ENTERPRISE — The owners of bison roaming the mountains of northeastern Oregon say they'll try to round up and sell some of the herd now numbering an estimated 50 animals.

The bison have attracted attention from potential hunters and others, such as backpackers, as they have wandered about the area around Eagle Cap Wilderness, The Oregonian newspaper reported.

"The basic herd stays on the property almost entirely," said Debbie Wolf of Creswell, whose father, James Smejkal, owns the 20,000-acre ranch in Wallowa County.

"Every once in a while they break through a fence and off they go," she told The Oregonian newspaper. "Buffalo fences aren't that easy to keep up. We've tried."

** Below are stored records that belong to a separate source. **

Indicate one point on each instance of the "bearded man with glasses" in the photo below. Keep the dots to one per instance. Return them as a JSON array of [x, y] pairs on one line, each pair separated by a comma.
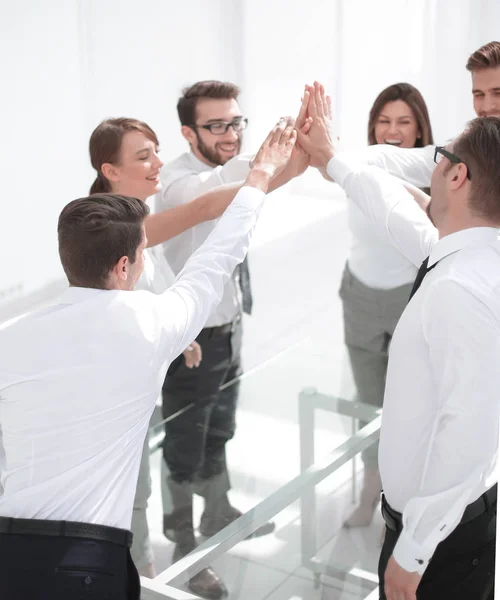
[[201, 417]]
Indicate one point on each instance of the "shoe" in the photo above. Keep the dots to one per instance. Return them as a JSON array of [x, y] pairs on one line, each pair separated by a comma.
[[209, 526], [369, 498], [168, 532], [206, 583]]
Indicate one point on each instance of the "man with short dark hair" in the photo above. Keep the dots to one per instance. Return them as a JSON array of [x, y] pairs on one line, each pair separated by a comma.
[[79, 382], [439, 435], [416, 165], [202, 417]]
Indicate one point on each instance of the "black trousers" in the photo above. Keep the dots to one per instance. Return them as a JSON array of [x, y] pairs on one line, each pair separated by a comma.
[[195, 442], [35, 567], [463, 566]]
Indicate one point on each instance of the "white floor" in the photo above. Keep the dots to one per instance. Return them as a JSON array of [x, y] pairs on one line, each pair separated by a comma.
[[293, 340]]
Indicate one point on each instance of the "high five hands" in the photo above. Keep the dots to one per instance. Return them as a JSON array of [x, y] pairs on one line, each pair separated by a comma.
[[317, 141]]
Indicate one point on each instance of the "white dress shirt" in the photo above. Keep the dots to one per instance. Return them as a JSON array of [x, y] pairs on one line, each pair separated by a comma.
[[373, 259], [439, 436], [414, 165], [183, 180], [79, 381]]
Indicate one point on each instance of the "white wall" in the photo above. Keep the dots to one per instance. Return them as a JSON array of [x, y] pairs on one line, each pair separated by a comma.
[[67, 64], [357, 48]]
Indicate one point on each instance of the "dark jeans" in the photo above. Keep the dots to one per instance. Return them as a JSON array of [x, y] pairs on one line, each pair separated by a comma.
[[195, 441], [35, 567], [463, 566]]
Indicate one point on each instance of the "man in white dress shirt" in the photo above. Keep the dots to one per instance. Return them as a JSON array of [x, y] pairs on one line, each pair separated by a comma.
[[195, 441], [416, 165], [79, 381], [439, 436]]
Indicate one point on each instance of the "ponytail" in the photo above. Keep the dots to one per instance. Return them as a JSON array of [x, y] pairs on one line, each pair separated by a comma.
[[100, 185]]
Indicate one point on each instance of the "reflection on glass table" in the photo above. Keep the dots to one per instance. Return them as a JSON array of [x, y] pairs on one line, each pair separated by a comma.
[[290, 461]]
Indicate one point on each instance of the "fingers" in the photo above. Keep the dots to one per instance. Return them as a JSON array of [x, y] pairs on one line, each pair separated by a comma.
[[306, 127], [291, 139], [192, 355], [277, 131], [319, 99], [329, 107], [301, 117], [313, 107]]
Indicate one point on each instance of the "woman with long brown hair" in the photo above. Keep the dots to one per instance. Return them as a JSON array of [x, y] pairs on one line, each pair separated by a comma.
[[377, 279], [124, 153]]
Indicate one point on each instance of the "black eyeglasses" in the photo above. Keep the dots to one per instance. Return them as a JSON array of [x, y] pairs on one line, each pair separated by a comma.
[[439, 150], [221, 127]]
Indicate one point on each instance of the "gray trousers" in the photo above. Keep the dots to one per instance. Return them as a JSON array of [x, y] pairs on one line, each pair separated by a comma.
[[370, 318]]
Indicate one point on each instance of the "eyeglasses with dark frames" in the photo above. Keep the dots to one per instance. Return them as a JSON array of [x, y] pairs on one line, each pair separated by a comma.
[[440, 151], [221, 127]]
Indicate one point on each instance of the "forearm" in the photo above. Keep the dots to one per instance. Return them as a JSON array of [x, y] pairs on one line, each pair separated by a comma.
[[421, 198], [167, 224], [414, 165], [200, 285]]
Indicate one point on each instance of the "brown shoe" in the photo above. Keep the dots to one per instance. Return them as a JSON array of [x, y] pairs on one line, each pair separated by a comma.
[[209, 526], [208, 584]]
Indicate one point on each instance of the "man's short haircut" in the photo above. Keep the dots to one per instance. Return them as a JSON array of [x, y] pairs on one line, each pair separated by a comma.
[[487, 57], [95, 232], [479, 148], [186, 106]]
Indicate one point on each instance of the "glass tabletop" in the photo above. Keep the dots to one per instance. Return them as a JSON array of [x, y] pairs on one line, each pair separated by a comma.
[[290, 461]]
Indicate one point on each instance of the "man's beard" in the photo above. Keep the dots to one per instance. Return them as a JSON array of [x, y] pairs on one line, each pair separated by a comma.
[[212, 154]]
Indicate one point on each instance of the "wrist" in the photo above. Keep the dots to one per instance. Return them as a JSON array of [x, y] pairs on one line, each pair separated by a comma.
[[325, 155], [260, 177]]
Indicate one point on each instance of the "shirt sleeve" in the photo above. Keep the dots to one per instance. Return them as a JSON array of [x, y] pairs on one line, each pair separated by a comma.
[[189, 184], [464, 345], [389, 206], [414, 165], [186, 306]]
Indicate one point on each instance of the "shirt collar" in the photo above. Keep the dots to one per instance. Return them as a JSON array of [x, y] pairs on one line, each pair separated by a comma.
[[461, 239], [73, 295]]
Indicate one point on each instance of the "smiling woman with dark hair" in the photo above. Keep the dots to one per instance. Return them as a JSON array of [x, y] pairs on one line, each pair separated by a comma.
[[377, 279]]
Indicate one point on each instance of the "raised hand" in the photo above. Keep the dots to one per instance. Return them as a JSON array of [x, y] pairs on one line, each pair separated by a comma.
[[276, 151], [318, 142], [192, 355]]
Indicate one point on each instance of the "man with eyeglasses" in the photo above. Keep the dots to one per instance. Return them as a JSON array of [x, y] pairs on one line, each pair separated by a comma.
[[439, 435], [200, 415]]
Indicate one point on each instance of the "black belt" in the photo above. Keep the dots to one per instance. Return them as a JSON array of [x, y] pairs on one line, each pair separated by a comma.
[[90, 531], [484, 503]]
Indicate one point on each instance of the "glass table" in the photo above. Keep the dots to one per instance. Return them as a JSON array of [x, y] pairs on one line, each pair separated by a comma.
[[293, 460]]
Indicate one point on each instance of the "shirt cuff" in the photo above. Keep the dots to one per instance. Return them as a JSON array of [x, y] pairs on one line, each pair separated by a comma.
[[249, 196], [339, 167], [409, 555]]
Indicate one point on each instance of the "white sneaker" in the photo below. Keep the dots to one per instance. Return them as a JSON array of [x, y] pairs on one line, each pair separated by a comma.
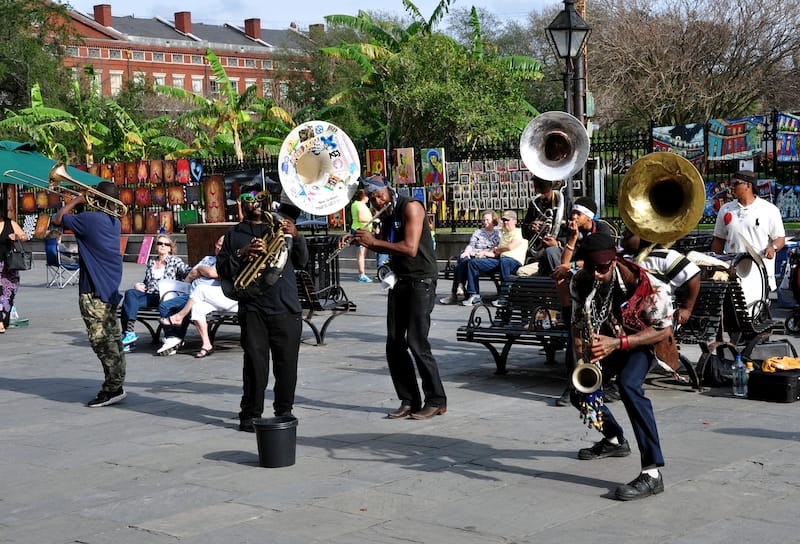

The paper said a caretaker earlier disclaimed responsibility for the bison, but Wolf stepped forward after a front-page story.

Smejkal, vacationing this week in Mexico, intends to round up and sell about 10 of the animals in the coming months, Wolf said.

"We will have to put up pens and kind of put them into a pen," she said. "We've never done it, so it could be a circus."

Her father wants to keep the bulk of the herd, which numbered about 15 eight years ago, she said. It produces about nine calves a year.

"We've had them 10 or 12 years or more," she said. "We like them up there."

Adult males tend to stray from the herd, and the roundup will target the bison most apt to roam, she said.

But just because the buffalo roam, it's not open season, said Wallowa County Undersheriff Steve Rogers.

Under Oregon law, they are considered neither wildlife nor livestock.

Instead, Rogers said, they're personal property, and killing one would be first-degree theft.

"You get convicted of theft one, it's jail time," he said.